Towards High-Precision Depth Sensing via Monocular-Aided iToF and RGB Integration
This work addresses depth sensing limitations for applications like robotics or AR/VR, but it appears incremental as it builds on existing fusion methods with specific improvements.
This paper tackles the problem of low spatial resolution, limited field-of-view, and structural distortion in indirect Time-of-Flight depth sensing by proposing an iToF-RGB fusion framework that integrates monocular depth priors, achieving enhanced depth accuracy and improved edge sharpness as demonstrated in experiments.
This paper presents a novel iToF-RGB fusion framework designed to address the inherent limitations of indirect Time-of-Flight (iToF) depth sensing, such as low spatial resolution, limited field-of-view (FoV), and structural distortion in complex scenes.
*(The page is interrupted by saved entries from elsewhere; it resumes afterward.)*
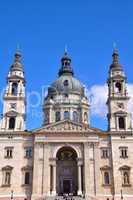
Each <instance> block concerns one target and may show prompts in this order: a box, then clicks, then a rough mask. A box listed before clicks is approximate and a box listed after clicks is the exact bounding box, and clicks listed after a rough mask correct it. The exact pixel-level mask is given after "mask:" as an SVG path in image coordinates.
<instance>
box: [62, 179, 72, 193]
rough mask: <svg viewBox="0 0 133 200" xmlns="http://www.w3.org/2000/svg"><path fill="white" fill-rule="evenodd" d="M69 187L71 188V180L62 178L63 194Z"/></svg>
mask: <svg viewBox="0 0 133 200" xmlns="http://www.w3.org/2000/svg"><path fill="white" fill-rule="evenodd" d="M70 189H71V181H70V180H63V193H65V194H68V193H70Z"/></svg>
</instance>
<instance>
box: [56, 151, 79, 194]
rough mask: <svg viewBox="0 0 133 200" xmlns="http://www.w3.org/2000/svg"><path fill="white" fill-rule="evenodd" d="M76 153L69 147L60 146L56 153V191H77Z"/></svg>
mask: <svg viewBox="0 0 133 200" xmlns="http://www.w3.org/2000/svg"><path fill="white" fill-rule="evenodd" d="M77 188H78V178H77V154H76V152H75V150H74V149H72V148H71V147H62V148H61V149H60V150H59V151H58V153H57V162H56V191H57V194H58V195H62V194H63V193H73V194H76V193H77Z"/></svg>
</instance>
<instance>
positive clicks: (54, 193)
mask: <svg viewBox="0 0 133 200" xmlns="http://www.w3.org/2000/svg"><path fill="white" fill-rule="evenodd" d="M51 161H52V162H51V167H52V171H53V173H52V174H53V177H52V185H53V187H52V195H53V196H55V195H56V159H51Z"/></svg>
The proposed method first reprojects the narrow-FoV iToF depth map onto the wide-FoV RGB coordinate system through a precise geometric calibration and alignment module, ensuring pixel-level correspondence between modalities. A dual-encoder fusion network is then employed to jointly extract complementary features from the reprojected iToF depth and RGB image, guided by monocular depth priors to recover fine-grained structural details and perform depth super-resolution. By integrating cross-modal structural cues and depth consistency constraints, our approach achieves enhanced depth accuracy, improved edge sharpness, and seamless FoV expansion. Extensive experiments on both synthetic and real-world datasets demonstrate that the proposed framework significantly outperforms state-of-the-art methods in terms of accuracy, structural consistency, and visual quality.